Bem vindos de volta, jovens amantes das práticas do Magic Moderno!

Durante o fim de semana tivemos nada menos que TRÊS GPs Modern, com 13 arquétipos diferentes fazendo Top8 e outros tantos fazendo Top16, provando que o formato está absurdamente diverso e que conhecer o seu próprio deck é mais importante do que nunca num ambiente onde qualquer coisa pode acontecer.

Hoje vamos falar de um baralho que quase nunca chama atenção mas que fez 2 Top4s neste fim de semana, e que ainda tem muita margem para se adaptar a qualquer ambiente/bolso/gosto pessoal, o que pode ser um belo atrativo pra quem ainda está começando no formato ou não pretende gastar tanto pra jogar de forma competitiva.


Serafin Wellinger – GP Lille Top4

Terrenos (22)

Criaturas (28)

Outras Mágicas (10)

SIDEBOARD (15)

 


Brandon Semerau – GP Indianapolis Top4

Terrenos (22)

Criaturas (30)


 

As duas listas se baseiam em criaturas que atrapalhem o jogo do oponente de alguma forma e usar  Frasco do Éter para pô-las em jogo com sua habilidade ativada, normalmente quando a habilidade da criatura for ser relevante. Em um formato cheio de fetch lands, uma das principais criaturas do baralho é o Árbitro Leonino, que atrapalha ou impede o oponente de procurar o Grimório para procurar por terrenos, o que faz o seu Caminho para o Exílio ainda melhor. Thalia, Guardiã de Thraben é outra criatura-chave, atrasando as mágicas que não sejam criatura do seu oponente em um turno. A interação entre Thalia e o Árbitro pode fazer o oponente ficar “pra trás” por tempo o suficiente para que suas criaturas vençam o jogo como o bom e velho White Weenie faz desde a década de 90.

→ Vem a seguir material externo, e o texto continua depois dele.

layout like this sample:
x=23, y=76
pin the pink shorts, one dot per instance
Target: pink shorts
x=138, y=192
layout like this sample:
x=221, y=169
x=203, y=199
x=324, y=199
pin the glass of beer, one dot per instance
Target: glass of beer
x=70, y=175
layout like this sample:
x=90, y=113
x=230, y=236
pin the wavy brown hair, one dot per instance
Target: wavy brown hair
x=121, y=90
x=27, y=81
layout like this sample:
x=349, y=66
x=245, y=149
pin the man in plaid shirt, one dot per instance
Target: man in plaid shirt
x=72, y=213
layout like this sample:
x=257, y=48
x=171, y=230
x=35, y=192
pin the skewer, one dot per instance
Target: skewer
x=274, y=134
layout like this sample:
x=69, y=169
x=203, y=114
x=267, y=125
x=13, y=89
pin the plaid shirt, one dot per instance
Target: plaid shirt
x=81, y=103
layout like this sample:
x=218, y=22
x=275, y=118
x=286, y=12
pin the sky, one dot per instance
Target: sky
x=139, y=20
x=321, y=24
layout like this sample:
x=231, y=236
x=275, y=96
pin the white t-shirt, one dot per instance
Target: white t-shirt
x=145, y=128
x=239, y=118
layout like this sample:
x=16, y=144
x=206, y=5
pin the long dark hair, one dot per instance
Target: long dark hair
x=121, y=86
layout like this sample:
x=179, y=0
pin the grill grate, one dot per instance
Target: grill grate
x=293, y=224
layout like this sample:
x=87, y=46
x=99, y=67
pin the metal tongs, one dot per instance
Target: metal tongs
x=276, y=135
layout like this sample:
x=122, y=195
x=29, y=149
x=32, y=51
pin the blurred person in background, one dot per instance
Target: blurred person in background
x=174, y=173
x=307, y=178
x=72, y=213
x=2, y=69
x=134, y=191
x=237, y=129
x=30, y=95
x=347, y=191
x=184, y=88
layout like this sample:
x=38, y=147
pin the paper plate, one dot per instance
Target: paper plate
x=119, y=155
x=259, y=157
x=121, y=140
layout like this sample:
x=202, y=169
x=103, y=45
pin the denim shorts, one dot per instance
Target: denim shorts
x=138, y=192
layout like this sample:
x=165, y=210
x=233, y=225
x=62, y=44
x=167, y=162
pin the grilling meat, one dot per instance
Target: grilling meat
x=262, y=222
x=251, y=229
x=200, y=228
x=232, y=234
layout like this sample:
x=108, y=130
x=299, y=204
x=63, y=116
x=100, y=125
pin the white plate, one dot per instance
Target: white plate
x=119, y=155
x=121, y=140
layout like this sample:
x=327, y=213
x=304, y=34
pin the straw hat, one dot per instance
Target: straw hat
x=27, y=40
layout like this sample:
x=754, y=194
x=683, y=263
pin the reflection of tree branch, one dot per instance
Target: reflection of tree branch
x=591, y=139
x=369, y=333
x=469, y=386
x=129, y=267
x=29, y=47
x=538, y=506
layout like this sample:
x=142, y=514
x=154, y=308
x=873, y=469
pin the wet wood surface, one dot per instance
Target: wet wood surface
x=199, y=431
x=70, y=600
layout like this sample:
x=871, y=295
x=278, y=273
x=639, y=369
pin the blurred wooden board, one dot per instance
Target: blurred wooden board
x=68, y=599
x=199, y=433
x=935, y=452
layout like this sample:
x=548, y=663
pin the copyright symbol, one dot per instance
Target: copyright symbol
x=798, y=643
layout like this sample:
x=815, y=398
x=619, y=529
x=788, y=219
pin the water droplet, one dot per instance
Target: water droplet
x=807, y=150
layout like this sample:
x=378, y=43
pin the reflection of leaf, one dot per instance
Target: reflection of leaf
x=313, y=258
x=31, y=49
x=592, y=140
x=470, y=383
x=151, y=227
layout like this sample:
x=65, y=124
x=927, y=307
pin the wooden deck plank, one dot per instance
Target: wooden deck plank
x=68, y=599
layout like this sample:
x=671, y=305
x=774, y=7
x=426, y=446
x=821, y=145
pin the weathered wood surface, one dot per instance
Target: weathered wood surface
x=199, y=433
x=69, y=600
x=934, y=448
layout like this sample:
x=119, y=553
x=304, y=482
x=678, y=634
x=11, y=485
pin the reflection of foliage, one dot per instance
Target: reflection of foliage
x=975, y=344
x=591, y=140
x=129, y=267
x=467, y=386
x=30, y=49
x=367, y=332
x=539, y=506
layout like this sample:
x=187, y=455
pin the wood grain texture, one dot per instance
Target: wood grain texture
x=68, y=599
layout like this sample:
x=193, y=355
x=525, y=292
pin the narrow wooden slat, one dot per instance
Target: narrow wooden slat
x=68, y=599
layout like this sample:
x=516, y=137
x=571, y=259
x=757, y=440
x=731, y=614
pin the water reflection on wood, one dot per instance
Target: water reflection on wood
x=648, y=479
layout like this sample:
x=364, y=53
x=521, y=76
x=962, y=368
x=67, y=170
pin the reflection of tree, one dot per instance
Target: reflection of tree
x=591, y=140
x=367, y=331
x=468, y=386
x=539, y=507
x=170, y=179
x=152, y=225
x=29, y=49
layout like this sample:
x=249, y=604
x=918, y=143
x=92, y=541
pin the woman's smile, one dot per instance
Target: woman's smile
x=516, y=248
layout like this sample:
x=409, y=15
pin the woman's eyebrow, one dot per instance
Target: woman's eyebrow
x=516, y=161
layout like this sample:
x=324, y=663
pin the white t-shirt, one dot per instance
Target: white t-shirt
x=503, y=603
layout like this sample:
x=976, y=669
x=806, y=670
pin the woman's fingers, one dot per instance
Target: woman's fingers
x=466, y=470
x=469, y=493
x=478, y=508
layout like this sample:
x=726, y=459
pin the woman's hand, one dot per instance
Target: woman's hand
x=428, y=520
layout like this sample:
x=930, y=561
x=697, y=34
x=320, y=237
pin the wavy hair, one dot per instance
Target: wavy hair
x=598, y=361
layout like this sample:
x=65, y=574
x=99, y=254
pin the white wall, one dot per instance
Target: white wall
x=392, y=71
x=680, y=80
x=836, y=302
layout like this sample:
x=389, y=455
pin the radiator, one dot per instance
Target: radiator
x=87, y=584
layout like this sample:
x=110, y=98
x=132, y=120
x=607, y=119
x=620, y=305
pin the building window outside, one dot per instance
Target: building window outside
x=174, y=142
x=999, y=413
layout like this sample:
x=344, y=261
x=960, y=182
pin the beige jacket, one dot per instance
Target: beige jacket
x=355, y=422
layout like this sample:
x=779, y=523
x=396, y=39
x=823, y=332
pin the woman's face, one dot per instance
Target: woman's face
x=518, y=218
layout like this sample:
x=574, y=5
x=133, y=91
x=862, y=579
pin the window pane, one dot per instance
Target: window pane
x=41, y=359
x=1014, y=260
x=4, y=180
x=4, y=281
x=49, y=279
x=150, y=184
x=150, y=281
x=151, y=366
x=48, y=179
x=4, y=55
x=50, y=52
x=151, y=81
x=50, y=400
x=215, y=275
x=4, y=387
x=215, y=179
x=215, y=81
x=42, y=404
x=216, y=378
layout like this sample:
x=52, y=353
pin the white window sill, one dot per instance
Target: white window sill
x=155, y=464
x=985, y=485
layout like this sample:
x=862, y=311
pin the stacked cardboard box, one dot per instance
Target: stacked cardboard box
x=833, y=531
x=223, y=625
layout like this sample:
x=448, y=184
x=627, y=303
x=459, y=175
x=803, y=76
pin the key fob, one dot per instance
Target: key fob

Outra interação chave é entre Asas da Inexistência/Anjo da Restauração e as criaturas com alguma habilidade desencadeada ao entrar no campo de batalha, especialmente Implantador de Lâminas ou Testemunha eterna. Colocar uma criatura 3/3 com iniciativa ou trazer de volta uma carta do cemitério já são bons o suficiente, agora imagine conseguir fazer isto mais de uma vez, enquanto salva uma criatura de um combate ou de uma remoção e ao mesmo tempo adiciona uma nova criatura voadora ao seu campo de batalha. O corpo 3/4 do Anjo da Restauração normalmente é suficiente para imprimir a pressão necessária pra vecer o jogo na força bruta, e Asas da Inexistência ainda pode remover um bloqueador do oponente, abrindo caminho para mais dano no turno no qual entra em jogo.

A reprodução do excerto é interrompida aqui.